Dado que por el momento no podía hacer nada más, telefoneó al hospital al que habían trasladado a Louisa, la propietaria del motel. No consiguió dar con nadie que le dijera qué tal se encontraba, no obstante encargó un ramo de flores en la tienda de regalos del hospital y lo pagó con su tarjeta de crédito. Pidió que en la tarjeta escribieran lo siguiente: «El gato está bien. Espero que usted también. Su buen muchacho, Puller».
Colgó el teléfono, se desnudó y se metió en la ducha. El Ejército lo enseñaba a uno a lavarse deprisa y a vestirse más deprisa, así que cinco minutos más tarde ya estaba seco y vestido.
Estaba guardándose la M11 en la funda delantera cuando lo vio.
Alguien había deslizado un papel por debajo de la puerta de la habitación.
De inmediato se asomó por la ventana que había a un lado de la puerta. No vio a nadie. El pequeño patio estaba vacío de automóviles y de personas. Acto seguido cogió la funda de una de las almohadas de la cama, se arrodilló y la utilizó para recoger el papel.
Le dio la vuelta.

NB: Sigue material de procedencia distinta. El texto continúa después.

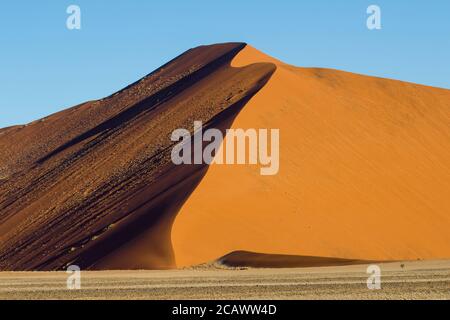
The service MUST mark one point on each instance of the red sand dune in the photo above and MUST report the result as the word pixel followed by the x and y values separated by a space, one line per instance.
pixel 364 171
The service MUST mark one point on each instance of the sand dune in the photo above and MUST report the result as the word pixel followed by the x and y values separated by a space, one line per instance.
pixel 364 172
pixel 94 185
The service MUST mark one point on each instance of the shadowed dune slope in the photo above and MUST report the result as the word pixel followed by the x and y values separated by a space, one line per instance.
pixel 364 173
pixel 94 185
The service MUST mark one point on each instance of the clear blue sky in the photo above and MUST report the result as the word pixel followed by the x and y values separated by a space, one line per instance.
pixel 44 67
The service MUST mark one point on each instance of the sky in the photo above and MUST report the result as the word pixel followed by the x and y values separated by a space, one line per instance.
pixel 45 67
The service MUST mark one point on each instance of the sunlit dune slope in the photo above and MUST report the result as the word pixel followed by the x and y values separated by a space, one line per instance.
pixel 94 185
pixel 364 173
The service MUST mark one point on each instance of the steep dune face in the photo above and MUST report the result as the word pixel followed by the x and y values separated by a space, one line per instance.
pixel 364 173
pixel 95 186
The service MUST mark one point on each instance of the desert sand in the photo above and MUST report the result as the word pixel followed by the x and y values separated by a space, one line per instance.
pixel 413 280
pixel 364 172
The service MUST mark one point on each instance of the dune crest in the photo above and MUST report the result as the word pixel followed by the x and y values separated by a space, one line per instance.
pixel 364 173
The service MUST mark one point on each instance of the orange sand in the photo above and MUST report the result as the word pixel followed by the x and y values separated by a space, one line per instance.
pixel 364 173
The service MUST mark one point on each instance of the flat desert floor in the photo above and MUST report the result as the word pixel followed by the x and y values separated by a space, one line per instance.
pixel 399 280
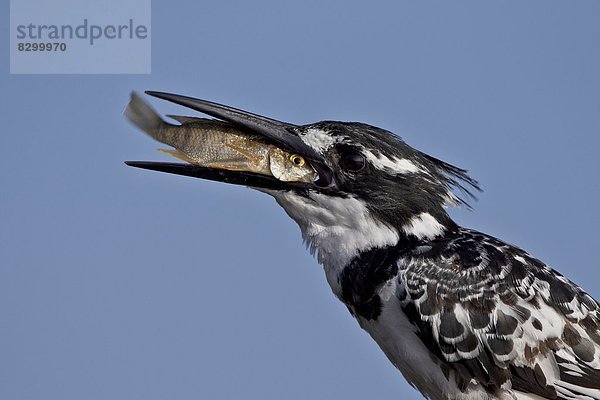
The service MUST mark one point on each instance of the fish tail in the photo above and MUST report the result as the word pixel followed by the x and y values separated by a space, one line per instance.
pixel 144 117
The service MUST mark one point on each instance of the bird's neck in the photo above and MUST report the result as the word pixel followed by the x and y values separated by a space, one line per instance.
pixel 339 229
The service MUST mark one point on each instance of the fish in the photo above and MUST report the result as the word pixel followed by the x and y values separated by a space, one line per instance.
pixel 217 144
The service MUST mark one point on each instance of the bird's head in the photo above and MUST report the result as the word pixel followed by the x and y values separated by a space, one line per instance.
pixel 372 189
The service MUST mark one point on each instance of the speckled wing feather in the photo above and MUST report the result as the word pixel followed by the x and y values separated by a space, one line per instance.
pixel 498 318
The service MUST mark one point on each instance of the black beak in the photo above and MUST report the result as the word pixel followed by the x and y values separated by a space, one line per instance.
pixel 281 133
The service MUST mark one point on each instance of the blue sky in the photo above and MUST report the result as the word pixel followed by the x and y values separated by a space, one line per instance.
pixel 120 283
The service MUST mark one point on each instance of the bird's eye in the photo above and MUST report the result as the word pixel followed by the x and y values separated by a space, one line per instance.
pixel 352 161
pixel 297 160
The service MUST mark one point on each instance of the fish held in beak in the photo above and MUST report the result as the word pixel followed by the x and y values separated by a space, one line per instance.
pixel 219 145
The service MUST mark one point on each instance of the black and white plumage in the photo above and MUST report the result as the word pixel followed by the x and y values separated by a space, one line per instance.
pixel 461 314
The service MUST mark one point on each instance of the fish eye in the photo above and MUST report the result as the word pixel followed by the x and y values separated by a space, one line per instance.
pixel 352 161
pixel 297 160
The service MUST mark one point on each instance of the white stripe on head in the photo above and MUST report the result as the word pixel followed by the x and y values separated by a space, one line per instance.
pixel 423 226
pixel 393 164
pixel 318 139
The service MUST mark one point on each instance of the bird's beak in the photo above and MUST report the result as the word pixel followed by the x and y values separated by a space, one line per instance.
pixel 282 134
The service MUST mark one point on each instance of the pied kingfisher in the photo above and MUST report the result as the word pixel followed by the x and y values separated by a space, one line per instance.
pixel 461 314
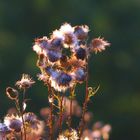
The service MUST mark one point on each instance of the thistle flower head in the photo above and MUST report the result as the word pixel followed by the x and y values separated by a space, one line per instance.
pixel 99 45
pixel 33 125
pixel 79 75
pixel 81 32
pixel 4 129
pixel 81 53
pixel 25 82
pixel 66 28
pixel 13 122
pixel 11 93
pixel 65 55
pixel 68 135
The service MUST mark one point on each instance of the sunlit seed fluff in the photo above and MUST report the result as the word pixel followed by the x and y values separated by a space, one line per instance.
pixel 13 122
pixel 4 129
pixel 53 56
pixel 61 88
pixel 81 32
pixel 66 28
pixel 69 39
pixel 80 75
pixel 64 79
pixel 99 45
pixel 56 43
pixel 52 73
pixel 57 34
pixel 12 93
pixel 68 135
pixel 80 53
pixel 25 82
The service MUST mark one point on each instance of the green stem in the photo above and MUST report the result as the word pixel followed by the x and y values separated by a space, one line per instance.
pixel 82 122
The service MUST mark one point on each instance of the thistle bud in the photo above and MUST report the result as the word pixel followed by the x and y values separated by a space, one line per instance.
pixel 12 93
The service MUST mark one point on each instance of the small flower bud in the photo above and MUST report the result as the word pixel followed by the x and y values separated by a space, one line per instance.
pixel 99 45
pixel 12 93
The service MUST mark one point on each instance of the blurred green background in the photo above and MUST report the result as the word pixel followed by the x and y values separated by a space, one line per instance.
pixel 116 69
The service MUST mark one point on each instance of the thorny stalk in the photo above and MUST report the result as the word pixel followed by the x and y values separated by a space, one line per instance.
pixel 72 95
pixel 61 114
pixel 19 111
pixel 51 94
pixel 24 127
pixel 81 124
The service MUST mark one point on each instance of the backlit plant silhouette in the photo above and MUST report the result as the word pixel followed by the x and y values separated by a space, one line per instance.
pixel 63 62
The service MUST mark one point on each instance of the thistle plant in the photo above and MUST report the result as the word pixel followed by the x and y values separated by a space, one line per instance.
pixel 63 60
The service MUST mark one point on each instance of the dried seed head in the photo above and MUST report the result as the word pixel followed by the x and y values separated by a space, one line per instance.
pixel 99 45
pixel 12 93
pixel 25 82
pixel 81 32
pixel 68 135
pixel 14 122
pixel 80 53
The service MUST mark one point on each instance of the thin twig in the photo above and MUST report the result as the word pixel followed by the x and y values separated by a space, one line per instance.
pixel 81 125
pixel 61 114
pixel 51 92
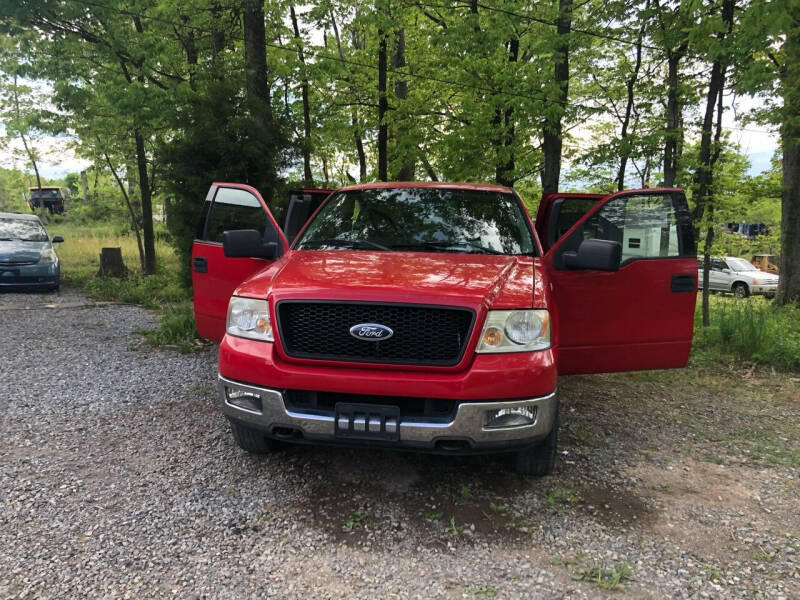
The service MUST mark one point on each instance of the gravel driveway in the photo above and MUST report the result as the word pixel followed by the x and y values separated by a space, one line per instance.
pixel 119 479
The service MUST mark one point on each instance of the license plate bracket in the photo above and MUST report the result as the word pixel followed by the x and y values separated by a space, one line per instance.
pixel 367 421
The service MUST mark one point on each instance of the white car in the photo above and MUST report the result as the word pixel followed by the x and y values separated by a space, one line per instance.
pixel 736 275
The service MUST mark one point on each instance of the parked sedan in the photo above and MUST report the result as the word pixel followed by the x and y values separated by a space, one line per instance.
pixel 27 256
pixel 738 276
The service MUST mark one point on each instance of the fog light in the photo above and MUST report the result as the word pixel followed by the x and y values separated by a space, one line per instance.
pixel 242 399
pixel 510 417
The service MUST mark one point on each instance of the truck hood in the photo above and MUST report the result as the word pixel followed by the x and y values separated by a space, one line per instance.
pixel 18 251
pixel 495 281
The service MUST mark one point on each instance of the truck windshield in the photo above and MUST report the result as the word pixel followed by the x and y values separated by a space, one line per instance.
pixel 26 230
pixel 740 264
pixel 420 219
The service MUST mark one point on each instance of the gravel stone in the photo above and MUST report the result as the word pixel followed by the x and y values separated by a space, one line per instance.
pixel 120 479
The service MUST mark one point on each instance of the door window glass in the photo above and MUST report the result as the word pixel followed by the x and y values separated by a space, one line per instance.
pixel 645 226
pixel 718 264
pixel 234 208
pixel 571 210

Estaba escrito con una impresora láser y el mensaje era de lo más claro.
«Sé cosas que tú necesitas saber».
Había una dirección apuntada.
Y después otra palabra más.
«Ahora».
Se sirvió de la aplicación de mapas que contenía su teléfono móvil para localizar el sitio en cuestión. Se encontraba a quince minutos en coche, una distancia que probablemente lo llevaría a un lugar todavía más perdido en mitad de la nada.

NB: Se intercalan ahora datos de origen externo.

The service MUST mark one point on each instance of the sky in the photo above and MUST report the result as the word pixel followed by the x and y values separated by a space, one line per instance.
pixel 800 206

El lugar perfecto para una emboscada.
Un disparo efectuado desde lejos.
O una escopeta a bocajarro.
O diez hombres contra uno. A lo mejor Dickie y su amigo, el de la nariz rota, habían decidido desquitarse y esta vez llevarían consigo los necesarios refuerzos.
Observó fijamente el teléfono. Podía llamar a Cole e informarla. Probablemente era lo que debería hacer. Marcó el número. Sonó el timbre del teléfono. Saltó el buzón de voz. Lo más seguro era que la sargento estuviera en la ducha, frotándose para sacarse el olor a muerto.
Le dejó un mensaje para contarle lo último que había averiguado. A continuación le facilitó la dirección que le habían dado y colgó.
Hizo una llamada más, a su amiga Kristen Craig del USACIL. La informó de lo que había enviado por correo y de los resultados que esperaba obtener del laboratorio.
—¿Qué tal va lo del ordenador y el maletín? —le preguntó—. ¿La DIA os ha contado algo?
—Pues sí —respondió Kristen—, pero he de decirte que de momento estoy decepcionada.
—¿Por qué?
—En el maletín había un sándwich rancio, unas cuantas tarjetas de visita del sector privado y un par de revistas. El único informe que contenía ni siquiera era secreto.
—¿Y en el portátil?
—Un poco de porno y un montón de nada más. A ver, había material de trabajo, pero nada capaz de provocar el hundimiento de la civilización occidental tal como la conocemos si hubiera caído en poder de los malos.
—¿La DIA está enterada de eso?
—Por supuesto. Es la DIA. Han mandado una persona al laboratorio.
—Así que porno, ¿eh?
—Nos lo encontramos constantemente en los portátiles de los militares, ya lo sabes. Y lo que había en este no era porno duro, tan solo basurilla de la que puede ver uno en la habitación del hotel sin ver el título de la película reflejado en la factura al día siguiente. Poco o nada excitante, y con una calidad de producción horrorosa. Claro que yo no soy un tío.
—Las mujeres ponen el listón mucho más alto. Entonces, ¿por qué se han disparado todas las alarmas en la Secretaría del Ejército?
—Oye, que yo solo soy un técnico. El investigador eres tú —dijo Kristen en tono jovial.
Puller cortó la comunicación sopesando una cosa; después miró la nota sopesando otra cosa.
Esperó a que Cole lo llamara. Pero no lo llamó.
Al salir cerró la puerta con llave.
Arrancó el Malibu, introdujo en el GPS la dirección que le habían indicado y se fue.